Abstract
In a study of the therapeutic successes and failures of 35 physicians, members of the resident staff of the Henry Phipps Psychiatric Clinic between 1944 and 1952, it has been found that success with one type of patient does not correlate very highly with success with a different type of patient. To get a wide range of empirical facts, regarding factors significant for the improvement of schizophrenic patients, we selected for comparison 2 groups of patients, the A group 48 in number and the B group 52 in number, the A group having been treated by the 7 physicians who were most successful with schizophrenic patients and the B group by the 7 physicians who were least successful. [see Table 7 in source PDF.]
In the A group 75%, of the patients were improved at discharge; whereas only 27% of the B group were improved.
So wide a difference can not be attributed simply to inherent differences between the A and B groups, because a detailed clinical comparison indicates only slight differences not statistically significant.

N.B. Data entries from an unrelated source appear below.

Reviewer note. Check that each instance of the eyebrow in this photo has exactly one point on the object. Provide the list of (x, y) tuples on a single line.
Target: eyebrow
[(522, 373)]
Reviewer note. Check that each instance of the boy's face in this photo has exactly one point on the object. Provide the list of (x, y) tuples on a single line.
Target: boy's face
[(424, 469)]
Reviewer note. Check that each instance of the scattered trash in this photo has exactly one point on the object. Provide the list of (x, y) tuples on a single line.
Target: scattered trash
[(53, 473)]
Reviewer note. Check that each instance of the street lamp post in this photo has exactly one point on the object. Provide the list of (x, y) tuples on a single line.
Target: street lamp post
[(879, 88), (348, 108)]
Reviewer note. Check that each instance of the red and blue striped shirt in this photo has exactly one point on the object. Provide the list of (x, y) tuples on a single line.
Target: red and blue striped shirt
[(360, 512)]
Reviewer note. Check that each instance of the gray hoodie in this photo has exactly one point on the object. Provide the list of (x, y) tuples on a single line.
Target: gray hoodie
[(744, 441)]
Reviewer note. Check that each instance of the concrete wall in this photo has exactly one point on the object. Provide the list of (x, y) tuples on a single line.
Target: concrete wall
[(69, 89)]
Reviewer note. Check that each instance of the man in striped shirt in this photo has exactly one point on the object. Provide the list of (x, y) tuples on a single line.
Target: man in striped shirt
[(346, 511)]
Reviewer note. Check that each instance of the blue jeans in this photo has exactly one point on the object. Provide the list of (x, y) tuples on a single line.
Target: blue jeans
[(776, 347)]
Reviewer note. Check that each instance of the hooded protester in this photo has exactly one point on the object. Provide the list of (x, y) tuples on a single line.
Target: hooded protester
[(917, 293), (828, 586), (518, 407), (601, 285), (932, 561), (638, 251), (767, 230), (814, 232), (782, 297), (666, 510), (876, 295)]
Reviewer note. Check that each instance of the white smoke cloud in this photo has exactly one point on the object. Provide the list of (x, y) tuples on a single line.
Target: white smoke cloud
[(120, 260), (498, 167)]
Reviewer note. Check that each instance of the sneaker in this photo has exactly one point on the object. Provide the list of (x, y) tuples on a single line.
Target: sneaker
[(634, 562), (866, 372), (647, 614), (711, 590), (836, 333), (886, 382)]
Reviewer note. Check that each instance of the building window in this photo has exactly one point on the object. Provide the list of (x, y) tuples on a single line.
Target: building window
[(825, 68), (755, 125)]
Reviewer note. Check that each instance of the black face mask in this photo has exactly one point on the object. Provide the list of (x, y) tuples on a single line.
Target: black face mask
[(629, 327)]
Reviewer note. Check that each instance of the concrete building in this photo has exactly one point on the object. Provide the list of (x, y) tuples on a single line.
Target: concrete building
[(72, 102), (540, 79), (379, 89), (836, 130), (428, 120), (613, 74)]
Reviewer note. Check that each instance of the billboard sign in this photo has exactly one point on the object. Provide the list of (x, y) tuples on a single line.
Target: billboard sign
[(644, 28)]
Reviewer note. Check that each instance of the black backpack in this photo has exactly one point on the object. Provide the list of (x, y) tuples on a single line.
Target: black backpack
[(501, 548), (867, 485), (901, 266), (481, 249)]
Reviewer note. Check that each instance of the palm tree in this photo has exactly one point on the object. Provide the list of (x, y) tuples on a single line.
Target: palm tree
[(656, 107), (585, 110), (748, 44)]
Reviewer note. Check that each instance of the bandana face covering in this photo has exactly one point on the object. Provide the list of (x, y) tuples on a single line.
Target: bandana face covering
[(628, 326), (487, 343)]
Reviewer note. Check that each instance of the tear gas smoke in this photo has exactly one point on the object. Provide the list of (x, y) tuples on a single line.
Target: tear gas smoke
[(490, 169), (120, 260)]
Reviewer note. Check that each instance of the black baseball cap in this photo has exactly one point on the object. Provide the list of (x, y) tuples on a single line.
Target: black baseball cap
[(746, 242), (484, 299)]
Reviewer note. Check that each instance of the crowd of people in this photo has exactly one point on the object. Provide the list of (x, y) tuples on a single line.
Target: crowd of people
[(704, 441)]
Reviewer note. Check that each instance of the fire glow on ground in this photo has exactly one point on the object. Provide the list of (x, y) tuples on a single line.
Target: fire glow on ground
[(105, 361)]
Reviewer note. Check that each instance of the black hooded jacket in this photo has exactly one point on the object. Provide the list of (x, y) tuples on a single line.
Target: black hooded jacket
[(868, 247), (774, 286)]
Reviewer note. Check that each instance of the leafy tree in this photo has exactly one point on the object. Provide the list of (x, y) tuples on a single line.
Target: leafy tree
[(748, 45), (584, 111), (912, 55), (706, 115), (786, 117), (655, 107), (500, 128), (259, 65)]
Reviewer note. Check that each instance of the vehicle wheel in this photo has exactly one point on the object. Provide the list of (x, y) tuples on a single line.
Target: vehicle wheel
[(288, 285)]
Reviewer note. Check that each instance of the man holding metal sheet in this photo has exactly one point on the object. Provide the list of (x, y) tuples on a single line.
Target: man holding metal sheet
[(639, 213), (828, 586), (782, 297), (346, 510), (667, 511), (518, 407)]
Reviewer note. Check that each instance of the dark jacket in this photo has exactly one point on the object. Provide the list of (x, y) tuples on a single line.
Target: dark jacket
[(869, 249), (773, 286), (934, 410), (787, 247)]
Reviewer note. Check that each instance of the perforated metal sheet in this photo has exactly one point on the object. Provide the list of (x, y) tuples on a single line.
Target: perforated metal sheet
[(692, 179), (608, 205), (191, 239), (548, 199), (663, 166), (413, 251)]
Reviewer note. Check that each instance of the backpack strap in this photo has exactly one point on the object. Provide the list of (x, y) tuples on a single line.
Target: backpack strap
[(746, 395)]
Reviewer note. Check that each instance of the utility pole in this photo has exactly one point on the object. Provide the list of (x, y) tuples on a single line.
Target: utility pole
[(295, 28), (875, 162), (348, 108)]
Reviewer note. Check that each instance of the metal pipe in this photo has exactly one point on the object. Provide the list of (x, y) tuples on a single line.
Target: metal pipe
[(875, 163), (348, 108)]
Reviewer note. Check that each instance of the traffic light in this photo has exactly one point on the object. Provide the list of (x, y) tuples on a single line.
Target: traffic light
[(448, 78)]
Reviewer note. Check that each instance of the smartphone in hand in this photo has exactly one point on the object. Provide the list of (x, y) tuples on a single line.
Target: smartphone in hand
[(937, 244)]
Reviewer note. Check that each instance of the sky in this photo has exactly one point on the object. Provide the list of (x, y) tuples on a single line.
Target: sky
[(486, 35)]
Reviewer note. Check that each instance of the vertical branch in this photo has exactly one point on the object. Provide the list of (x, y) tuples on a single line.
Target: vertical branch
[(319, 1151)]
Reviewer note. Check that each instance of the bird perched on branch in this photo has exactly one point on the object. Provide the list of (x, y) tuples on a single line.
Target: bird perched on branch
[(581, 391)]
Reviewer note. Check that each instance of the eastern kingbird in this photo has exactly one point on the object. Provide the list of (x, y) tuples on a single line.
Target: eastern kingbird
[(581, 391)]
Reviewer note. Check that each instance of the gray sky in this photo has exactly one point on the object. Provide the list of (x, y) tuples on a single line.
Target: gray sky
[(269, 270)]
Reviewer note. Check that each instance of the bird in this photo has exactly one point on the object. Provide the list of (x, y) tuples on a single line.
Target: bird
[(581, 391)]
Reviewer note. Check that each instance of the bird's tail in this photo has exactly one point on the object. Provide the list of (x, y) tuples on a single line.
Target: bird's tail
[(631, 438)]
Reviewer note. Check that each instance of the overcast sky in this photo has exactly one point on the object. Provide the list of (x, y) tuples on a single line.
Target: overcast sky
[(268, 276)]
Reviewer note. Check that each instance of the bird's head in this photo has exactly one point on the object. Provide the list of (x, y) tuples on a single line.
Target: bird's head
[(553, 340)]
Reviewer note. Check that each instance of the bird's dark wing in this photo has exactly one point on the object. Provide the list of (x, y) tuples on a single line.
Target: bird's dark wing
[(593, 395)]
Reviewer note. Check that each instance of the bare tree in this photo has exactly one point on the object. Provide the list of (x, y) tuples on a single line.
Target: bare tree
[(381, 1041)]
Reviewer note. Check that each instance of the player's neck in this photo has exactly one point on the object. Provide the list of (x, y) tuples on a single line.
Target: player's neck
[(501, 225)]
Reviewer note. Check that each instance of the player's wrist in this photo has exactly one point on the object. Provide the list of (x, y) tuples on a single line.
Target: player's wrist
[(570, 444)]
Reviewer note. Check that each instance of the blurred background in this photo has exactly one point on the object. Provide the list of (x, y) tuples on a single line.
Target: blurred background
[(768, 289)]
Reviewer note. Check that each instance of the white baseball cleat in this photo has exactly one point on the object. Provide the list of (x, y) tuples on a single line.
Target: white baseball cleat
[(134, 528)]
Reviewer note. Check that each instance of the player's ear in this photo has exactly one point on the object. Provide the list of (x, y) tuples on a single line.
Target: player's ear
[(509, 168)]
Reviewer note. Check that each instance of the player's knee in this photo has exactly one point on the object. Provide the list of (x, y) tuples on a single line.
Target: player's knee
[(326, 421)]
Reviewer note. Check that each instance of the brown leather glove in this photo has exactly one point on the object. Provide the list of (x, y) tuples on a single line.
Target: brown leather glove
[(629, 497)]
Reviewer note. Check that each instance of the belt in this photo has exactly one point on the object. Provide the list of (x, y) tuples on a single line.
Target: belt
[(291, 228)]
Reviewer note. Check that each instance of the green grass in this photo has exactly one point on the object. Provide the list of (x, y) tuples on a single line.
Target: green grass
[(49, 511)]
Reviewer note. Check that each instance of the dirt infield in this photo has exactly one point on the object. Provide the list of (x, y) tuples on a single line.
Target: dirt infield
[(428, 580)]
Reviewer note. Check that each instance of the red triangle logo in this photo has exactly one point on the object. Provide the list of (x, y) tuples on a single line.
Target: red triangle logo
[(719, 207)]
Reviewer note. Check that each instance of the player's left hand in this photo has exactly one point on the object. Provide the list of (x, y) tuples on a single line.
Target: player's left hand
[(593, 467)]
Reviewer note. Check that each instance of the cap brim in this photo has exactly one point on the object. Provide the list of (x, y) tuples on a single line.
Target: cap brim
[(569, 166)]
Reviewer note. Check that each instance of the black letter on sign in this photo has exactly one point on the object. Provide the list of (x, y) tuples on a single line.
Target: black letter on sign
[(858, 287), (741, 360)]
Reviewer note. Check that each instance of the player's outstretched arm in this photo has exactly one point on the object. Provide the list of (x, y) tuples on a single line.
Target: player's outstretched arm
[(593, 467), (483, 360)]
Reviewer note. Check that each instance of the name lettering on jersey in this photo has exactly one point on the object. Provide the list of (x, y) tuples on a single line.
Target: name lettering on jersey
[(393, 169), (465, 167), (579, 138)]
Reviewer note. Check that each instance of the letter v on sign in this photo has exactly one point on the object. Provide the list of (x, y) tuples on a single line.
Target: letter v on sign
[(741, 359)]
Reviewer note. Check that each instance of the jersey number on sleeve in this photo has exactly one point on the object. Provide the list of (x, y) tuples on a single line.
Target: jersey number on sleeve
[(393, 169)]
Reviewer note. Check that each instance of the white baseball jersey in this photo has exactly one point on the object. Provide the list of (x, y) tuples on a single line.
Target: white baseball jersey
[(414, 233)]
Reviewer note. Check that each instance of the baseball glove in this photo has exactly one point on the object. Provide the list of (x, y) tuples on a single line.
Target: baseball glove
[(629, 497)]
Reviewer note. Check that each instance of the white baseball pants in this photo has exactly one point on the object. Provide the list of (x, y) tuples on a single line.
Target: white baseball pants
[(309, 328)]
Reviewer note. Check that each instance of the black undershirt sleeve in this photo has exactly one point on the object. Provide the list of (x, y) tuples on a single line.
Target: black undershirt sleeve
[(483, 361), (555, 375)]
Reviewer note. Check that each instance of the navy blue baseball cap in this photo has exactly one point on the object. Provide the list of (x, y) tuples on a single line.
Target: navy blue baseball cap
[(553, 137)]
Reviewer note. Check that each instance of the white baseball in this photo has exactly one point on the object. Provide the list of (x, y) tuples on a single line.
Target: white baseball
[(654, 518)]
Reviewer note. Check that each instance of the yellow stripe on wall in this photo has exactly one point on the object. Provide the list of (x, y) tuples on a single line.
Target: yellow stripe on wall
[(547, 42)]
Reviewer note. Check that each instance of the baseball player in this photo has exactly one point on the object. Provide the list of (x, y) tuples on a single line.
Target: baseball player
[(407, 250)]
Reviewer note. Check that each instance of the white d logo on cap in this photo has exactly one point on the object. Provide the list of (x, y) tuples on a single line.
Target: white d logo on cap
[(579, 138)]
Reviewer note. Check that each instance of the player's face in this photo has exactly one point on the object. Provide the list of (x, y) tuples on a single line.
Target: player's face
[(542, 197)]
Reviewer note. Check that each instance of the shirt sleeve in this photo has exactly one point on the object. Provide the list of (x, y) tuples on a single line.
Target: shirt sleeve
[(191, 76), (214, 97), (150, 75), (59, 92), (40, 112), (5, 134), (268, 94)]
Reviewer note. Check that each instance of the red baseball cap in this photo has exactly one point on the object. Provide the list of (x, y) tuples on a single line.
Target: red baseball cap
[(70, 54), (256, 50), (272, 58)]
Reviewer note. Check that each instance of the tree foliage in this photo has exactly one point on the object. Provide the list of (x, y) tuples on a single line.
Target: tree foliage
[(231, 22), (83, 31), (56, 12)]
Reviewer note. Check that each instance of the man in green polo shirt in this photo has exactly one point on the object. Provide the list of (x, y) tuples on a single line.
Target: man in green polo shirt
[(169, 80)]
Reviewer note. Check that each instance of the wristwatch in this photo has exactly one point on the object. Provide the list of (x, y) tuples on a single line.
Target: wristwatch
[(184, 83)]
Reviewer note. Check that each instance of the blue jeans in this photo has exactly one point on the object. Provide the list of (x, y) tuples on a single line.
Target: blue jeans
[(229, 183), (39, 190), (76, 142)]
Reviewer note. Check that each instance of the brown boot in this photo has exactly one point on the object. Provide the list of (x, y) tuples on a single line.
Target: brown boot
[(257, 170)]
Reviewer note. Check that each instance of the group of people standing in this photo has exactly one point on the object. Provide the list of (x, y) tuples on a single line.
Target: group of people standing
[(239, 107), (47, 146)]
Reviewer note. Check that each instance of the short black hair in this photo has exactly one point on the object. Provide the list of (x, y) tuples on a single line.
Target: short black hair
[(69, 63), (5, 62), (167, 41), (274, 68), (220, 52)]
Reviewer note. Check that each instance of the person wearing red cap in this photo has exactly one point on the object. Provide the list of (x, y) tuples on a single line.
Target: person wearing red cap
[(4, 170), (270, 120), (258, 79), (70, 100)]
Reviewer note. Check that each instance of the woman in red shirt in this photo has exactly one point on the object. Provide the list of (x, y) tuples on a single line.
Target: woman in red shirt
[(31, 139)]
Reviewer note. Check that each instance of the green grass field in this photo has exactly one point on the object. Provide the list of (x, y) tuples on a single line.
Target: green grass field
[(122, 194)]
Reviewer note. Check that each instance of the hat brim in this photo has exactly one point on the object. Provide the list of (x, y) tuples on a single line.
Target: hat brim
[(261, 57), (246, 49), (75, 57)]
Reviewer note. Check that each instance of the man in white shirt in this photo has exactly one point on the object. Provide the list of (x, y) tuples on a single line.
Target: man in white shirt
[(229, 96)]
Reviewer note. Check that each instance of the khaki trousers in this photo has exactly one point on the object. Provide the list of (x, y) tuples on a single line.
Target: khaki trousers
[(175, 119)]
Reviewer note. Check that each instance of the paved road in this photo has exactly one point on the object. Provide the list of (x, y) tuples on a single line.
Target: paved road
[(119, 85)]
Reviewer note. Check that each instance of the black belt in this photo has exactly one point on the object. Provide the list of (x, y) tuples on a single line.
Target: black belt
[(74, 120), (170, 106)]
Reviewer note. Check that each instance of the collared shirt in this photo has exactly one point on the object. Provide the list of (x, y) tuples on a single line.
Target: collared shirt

From analysis of nurses' notes, charts, conference notes, and other portions of our case records which served to supplement and check the physicians' notes, comparisons have been made as to differences in the way the physicians worked with these patients, and the way the patients responded. The comparisons and contrasts of these empirical facts, presented in Tables 4, 5, 6, and 7, indicate that improvement in the schizophrenic patient is most likely to occur:
(1) when the physician indicates in his personal diagnostic formulation some grasp of the personal meaning and motivation of the patient's behavior, going beyond mere clinical description and narrative biography;
(2) when the physician, in his formulation of strategic goals in the treatment of a particular patient, selects personality-oriented goals rather than psychopathology-oriented goals, i.e., aims at assisting the patient in definite modifications of personal adjustment patterns and toward more constructive use of assets rather than mere decrease of symptoms or vague "better socialization";
(3) when the physician, in his day-by-day tactics makes use of "active personal participation," rather than the patterns "passive permissive," "interpretation and instruction," or " practical care."
These findings have been tested by statistical methods and are statistically significant beyond the .001 level of mere chance.
There is a similarly high association between improved condition at the time of a patient's discharge and the development by the patient, while in treatment, of a trusting, confidential relationship to the physician.
We interpret these empirical findings to mean that in the psychotherapy of schizophrenic patients success is to a large extent determined by the differences found among physicians in the extent to which they are able to approach their patients' problems in a personal way, gain a trusted, confidential relationship and participate in an active, personal way in the patient's reorientation to personal relationships. Techniques of passive permissiveness, or efforts to develop insight by interpretation appear to have much less therapeutic value.